Guillermo: Why do I get the feeling I used the wrong choice of words?

Tuesday, February 17, 2004

David D. smacks up templates and makes 'em beg for more. Thanks, man.
Home again, home again, jiggety jig.

Now I just have to deal with the usual post-adventure depression.

Sunday, February 15, 2004

I guess I forgot to keep in mind some of the web log ettiquette.

In my de-linking frenzy, I may have offended some people.

I guess I should re-state my linking policy: "My links are tailored to suit what I like and what I need."

What I like are my LiveJournalers.

What I need is to respect that a live-journal is geared towards privacy, with options to help prevent internet spiders from searching them, comment-blocking, and pre-approved viewing access.

Blogger is geared more towards being a pirate. Sailing the seas of the internet, tattooed, gold-toothed, eye-patched, and with a shining cutlass always drawn to meet all comers. "Avast, ye Google-spiders! Dare ye crawl aboard my vessel? Dare ye infest my dear ship? Meet then, my hook, so that it may give your little robot innards a taste of the glorious sea-air! And to all ye anonymous commentors, you are welcome to prance on the decks, but expect not to share in our ascorbics should scurvy overcome ye!"
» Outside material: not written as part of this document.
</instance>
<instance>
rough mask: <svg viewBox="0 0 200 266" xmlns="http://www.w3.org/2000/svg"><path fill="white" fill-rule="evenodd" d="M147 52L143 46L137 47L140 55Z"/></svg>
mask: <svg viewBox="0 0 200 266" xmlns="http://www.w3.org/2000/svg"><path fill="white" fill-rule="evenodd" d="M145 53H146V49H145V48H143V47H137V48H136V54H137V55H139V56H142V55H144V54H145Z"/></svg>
Yes, well, I mean that blogs are a bit more vulnerable to the internet-savvy. The risk of being caught by the British Navy (i.e., the Man) is greater, and nary a day goes by that I do not clutch my throat in fear as the haunting image of a noose floats before me.

Luis found my blog, by the way. He says he likes it. I found myself less bothered by it than I would have thought. I guess I'm just glad that he's reading. I also realized that I don't have a problem with my little brother knowing me as a complete person instead of just from what he sees of me at home. If he is tackling a particular challenge in life that he knows I also faced, even if the information turns out to be of no use to him, I would hope that he finds some assurance that yes, other people have to deal with that sort of thing too. Even big brothers. Especially big brothers.

The truth sets you free. Except for your mom. Don't tell her the truth; she doesn't want to know.

What was I talking about?

Oh, yeah.

Just because I de-linked the live-journals doesn't mean that I don't still like you, or don't still need you. I just don't need you here, on this little blog. I still have every one of you on my friend's page, and let me just say that a friend's page is so astoundingly convenient and easy to use, I wasn't even using the individual links I had on here anymore.

But other people were. Stow-aways, if you will. My trusty site-meter tells me how people find me, and I do notice when people are searching for specific names. It makes me wary. Everytime I see a name searched that was sent to here I frantically try to recall everything I ever said about the person and if whatever I did say would incriminate them in any way.

Stow-aways finding live-journals was making me fear for my friends' privacy, so I put a stop to it. I knew it might offend people. I just want to elaborate on my decision. Then if people are still offended, at least they will know exactly why the are offended.

Now if you'll excuse me, I am currently in Studio City, California. Brian Y. and I got a call from Erin M. (fellow bar-fly and Family Guy) late Friday night, so I ditched work Saturday morning and the two of us drove about 400 miles to come and visit her and Julie. Well, we have other people to visit, and the girls are awake so I am finally able to use the bathroom after several excruciating hours. Hence the rambling length of this particular post.

If someone tells you that you can't type away bladder pain, they're stinking liars.